Il aurait bien pu ne pas s’y attacher
Maurice Rosy [ami d’enfance de Delporte] : Barbara m’avait téléphoné par l’intermédiaire d’une amie commune et m’a demandé si elle pouvait venir dormir chez moi. Mes parents ne l’imaginaient même pas. J’ai dit : « Non, ce sera difficile, mais j’ai un ami qui pourra peut-être vous aider ». Elle est allée dormir chez Yvan...
Qu’est-ce que Delporte apporte à Spirou ?
BPV : Charles Dupuis est resté longtemps le décisionnaire, le vrai rédacteur en chef du journal. Delporte avait cette faculté d’accompagner les dessinateurs, un peu comme une muse. On a d’ailleurs failli appeler le livre : « L’artiste sans œuvre », ce qui n’était pas tout à fait exact. Il était dans l’ombre et capable de stimuler la création.
CPV : Il était dingue, il avait une folie douce en lui. Rien ne lui faisait peur. Quand il faisait quelque chose, il le faisait dans la démesure.
C’est une autorité intellectuelle aussi. Il est coopté par les auteurs.
BPV : À vingt ans, il avait l’air d’un vieux sage. Charles Dupuis avait été séduit par son humour.
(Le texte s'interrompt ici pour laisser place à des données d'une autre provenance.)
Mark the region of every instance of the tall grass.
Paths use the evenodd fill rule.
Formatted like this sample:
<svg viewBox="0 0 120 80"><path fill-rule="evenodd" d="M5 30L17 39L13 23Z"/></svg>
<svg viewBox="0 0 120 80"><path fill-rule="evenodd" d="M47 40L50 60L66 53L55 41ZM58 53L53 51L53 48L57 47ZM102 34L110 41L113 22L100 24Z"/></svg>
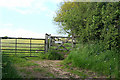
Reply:
<svg viewBox="0 0 120 80"><path fill-rule="evenodd" d="M2 56L2 78L21 78L7 56Z"/></svg>
<svg viewBox="0 0 120 80"><path fill-rule="evenodd" d="M89 69L101 75L118 77L117 50L105 50L104 44L80 44L64 60L65 64Z"/></svg>

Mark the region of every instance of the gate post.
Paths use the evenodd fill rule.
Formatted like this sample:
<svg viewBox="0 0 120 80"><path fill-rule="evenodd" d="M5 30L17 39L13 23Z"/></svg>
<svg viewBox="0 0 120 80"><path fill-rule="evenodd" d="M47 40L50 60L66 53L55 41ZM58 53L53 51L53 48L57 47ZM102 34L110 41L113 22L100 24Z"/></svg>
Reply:
<svg viewBox="0 0 120 80"><path fill-rule="evenodd" d="M2 79L2 38L0 37L0 79Z"/></svg>
<svg viewBox="0 0 120 80"><path fill-rule="evenodd" d="M51 34L49 34L49 49L50 49L50 46L51 46Z"/></svg>
<svg viewBox="0 0 120 80"><path fill-rule="evenodd" d="M48 34L45 34L45 53L48 51Z"/></svg>

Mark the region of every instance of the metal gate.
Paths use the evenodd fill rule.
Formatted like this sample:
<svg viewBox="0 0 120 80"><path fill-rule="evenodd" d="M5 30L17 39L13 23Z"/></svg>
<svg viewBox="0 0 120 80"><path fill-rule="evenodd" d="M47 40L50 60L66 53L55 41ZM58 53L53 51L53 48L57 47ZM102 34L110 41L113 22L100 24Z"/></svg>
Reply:
<svg viewBox="0 0 120 80"><path fill-rule="evenodd" d="M0 37L2 54L37 56L45 52L45 39Z"/></svg>
<svg viewBox="0 0 120 80"><path fill-rule="evenodd" d="M48 49L58 50L58 51L70 51L75 47L76 40L74 37L63 37L63 36L51 36L51 34L46 34L46 51Z"/></svg>

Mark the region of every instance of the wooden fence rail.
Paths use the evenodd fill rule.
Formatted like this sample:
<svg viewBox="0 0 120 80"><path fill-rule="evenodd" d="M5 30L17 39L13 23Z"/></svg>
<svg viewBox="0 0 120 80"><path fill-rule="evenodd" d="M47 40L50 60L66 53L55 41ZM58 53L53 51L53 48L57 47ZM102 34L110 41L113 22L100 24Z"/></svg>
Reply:
<svg viewBox="0 0 120 80"><path fill-rule="evenodd" d="M42 42L41 42L42 41ZM51 36L43 38L0 37L0 48L3 53L46 53L48 50L70 51L77 44L75 37ZM55 47L55 48L53 48Z"/></svg>
<svg viewBox="0 0 120 80"><path fill-rule="evenodd" d="M41 43L41 41L45 42L45 39L0 37L0 41L3 53L14 53L15 55L17 53L30 53L29 56L32 56L32 53L45 52L45 44Z"/></svg>

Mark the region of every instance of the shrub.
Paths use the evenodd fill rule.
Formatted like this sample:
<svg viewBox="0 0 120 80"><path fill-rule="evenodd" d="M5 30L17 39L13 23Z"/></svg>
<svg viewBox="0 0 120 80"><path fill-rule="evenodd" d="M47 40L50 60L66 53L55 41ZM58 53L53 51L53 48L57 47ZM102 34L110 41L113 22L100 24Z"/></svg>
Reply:
<svg viewBox="0 0 120 80"><path fill-rule="evenodd" d="M84 47L81 47L83 46ZM104 44L80 44L64 60L65 64L90 69L99 74L118 77L117 50L105 50Z"/></svg>

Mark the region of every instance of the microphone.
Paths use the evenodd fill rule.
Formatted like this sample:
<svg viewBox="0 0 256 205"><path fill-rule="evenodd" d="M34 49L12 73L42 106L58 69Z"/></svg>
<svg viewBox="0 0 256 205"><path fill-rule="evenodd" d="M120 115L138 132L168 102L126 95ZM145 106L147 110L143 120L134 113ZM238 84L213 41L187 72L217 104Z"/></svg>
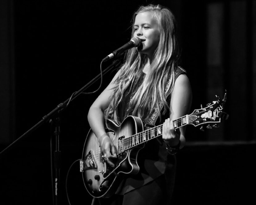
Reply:
<svg viewBox="0 0 256 205"><path fill-rule="evenodd" d="M134 37L128 43L125 44L122 47L115 50L109 55L107 55L103 58L102 61L105 61L115 56L117 56L118 54L122 53L126 51L131 48L134 47L138 47L141 43L142 42L145 41L145 40L142 40L138 37Z"/></svg>

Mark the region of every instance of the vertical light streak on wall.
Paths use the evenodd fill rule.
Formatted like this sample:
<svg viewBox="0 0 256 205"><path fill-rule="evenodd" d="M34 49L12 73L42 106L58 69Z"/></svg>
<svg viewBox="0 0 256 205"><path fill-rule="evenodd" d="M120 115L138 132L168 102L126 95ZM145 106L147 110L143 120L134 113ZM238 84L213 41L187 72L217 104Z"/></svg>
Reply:
<svg viewBox="0 0 256 205"><path fill-rule="evenodd" d="M216 95L222 97L225 89L223 59L224 6L221 2L210 3L207 5L207 94L209 103L216 100ZM209 132L209 141L223 139L223 129L221 125Z"/></svg>

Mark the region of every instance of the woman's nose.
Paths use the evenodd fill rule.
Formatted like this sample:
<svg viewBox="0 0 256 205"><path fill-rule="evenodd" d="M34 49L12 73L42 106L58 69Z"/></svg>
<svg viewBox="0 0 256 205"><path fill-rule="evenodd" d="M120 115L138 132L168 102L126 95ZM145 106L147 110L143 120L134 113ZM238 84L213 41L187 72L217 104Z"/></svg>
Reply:
<svg viewBox="0 0 256 205"><path fill-rule="evenodd" d="M141 36L143 35L141 29L138 29L137 31L137 35L138 36Z"/></svg>

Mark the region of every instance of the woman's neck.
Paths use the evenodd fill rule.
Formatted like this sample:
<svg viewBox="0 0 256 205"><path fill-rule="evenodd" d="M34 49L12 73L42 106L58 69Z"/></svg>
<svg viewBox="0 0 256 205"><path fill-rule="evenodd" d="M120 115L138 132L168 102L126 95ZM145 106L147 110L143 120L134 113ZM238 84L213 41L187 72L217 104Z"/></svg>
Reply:
<svg viewBox="0 0 256 205"><path fill-rule="evenodd" d="M151 63L151 62L149 59L148 59L147 62L145 64L145 65L144 66L144 67L143 68L143 70L142 70L143 72L146 74L148 73L150 69Z"/></svg>

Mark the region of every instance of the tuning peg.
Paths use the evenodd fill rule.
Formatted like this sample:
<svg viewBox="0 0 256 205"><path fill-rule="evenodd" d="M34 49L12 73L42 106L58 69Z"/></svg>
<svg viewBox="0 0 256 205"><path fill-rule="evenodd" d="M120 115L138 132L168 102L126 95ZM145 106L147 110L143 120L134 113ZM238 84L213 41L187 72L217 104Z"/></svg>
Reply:
<svg viewBox="0 0 256 205"><path fill-rule="evenodd" d="M206 128L208 129L212 129L213 127L212 126L210 126L210 125L208 125L207 126L206 126Z"/></svg>
<svg viewBox="0 0 256 205"><path fill-rule="evenodd" d="M226 100L227 99L227 90L225 90L225 94L224 95L224 97L223 98L222 101L224 102L226 102Z"/></svg>
<svg viewBox="0 0 256 205"><path fill-rule="evenodd" d="M200 130L201 131L204 131L204 125L202 125L201 126L201 127L200 128Z"/></svg>

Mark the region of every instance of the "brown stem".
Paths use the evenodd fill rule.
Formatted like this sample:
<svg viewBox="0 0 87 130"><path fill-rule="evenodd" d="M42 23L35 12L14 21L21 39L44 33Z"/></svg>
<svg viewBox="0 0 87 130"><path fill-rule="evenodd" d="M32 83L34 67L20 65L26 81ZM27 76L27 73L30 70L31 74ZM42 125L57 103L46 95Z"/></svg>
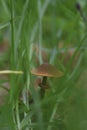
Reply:
<svg viewBox="0 0 87 130"><path fill-rule="evenodd" d="M41 99L44 98L44 95L45 95L46 82L47 82L47 77L44 76L43 80L42 80L42 83L41 83L41 90L40 90L40 97L41 97Z"/></svg>

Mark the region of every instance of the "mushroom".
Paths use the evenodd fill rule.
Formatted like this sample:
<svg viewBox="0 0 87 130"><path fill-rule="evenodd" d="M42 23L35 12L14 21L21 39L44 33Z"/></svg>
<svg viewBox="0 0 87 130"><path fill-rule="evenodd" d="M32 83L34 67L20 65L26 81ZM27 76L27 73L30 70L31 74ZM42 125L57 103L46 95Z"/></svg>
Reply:
<svg viewBox="0 0 87 130"><path fill-rule="evenodd" d="M32 69L31 73L37 76L43 76L42 82L39 84L39 86L41 87L41 93L42 93L41 97L44 96L45 86L47 85L47 77L63 76L63 72L57 70L55 66L49 63L41 64L38 68Z"/></svg>

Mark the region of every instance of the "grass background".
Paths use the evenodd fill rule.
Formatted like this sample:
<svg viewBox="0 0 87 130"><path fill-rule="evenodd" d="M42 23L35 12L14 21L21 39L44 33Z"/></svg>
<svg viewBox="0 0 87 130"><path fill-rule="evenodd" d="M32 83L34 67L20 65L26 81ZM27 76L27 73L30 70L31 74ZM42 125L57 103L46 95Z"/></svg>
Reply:
<svg viewBox="0 0 87 130"><path fill-rule="evenodd" d="M86 5L86 0L0 1L0 69L24 72L0 76L0 88L9 86L8 94L1 91L1 130L87 129ZM48 79L50 89L40 101L30 71L45 61L64 76Z"/></svg>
Il était légitime en particulier auprès des « premiers de la classe ». On a d’ailleurs senti beaucoup d’amertume chez tous les gens qui étaient les « seconds couteaux » et qui ont souffert terriblement tant que Delporte était en place.
Dupuis l’aurait viré quatre fois…
BPV : Quand il dit cela, il fait sûrement référence à des épisodes qui se sont passés de façon informelle, sur le mode « Delporte, vous êtes viré ! ». Il a été viré en 1968, puis ensuite lors de l’épisode du Trombone, et au tout début alors qu’il n’est pas du tout à la rédaction, il est viré de la photogravure. La rivalité avec Thierry Martens l’a écarté du journal pendant près de dix ans.
Un livre aussi imposant chez Dupuis, c’est parce qu’on est à la recherche d’un esprit qui s’est un peu perdu ?
BPV : Nous avons été frappés par l’absence manifeste de passé chez Dupuis. Quand on arrive dans l’immeuble moderne de Marcinelle sans savoir ce qui a été fait chez Dupuis auparavant, on se dirait que l’on est dans n’importe quelle société commerciale. Il n’y a pas une photo de Gillain ou de Franquin, alors qu’il y a un passé extraordinaire. Cet ouvrage a peut-être été l’occasion pour l’éditeur de renouer avec ce passé.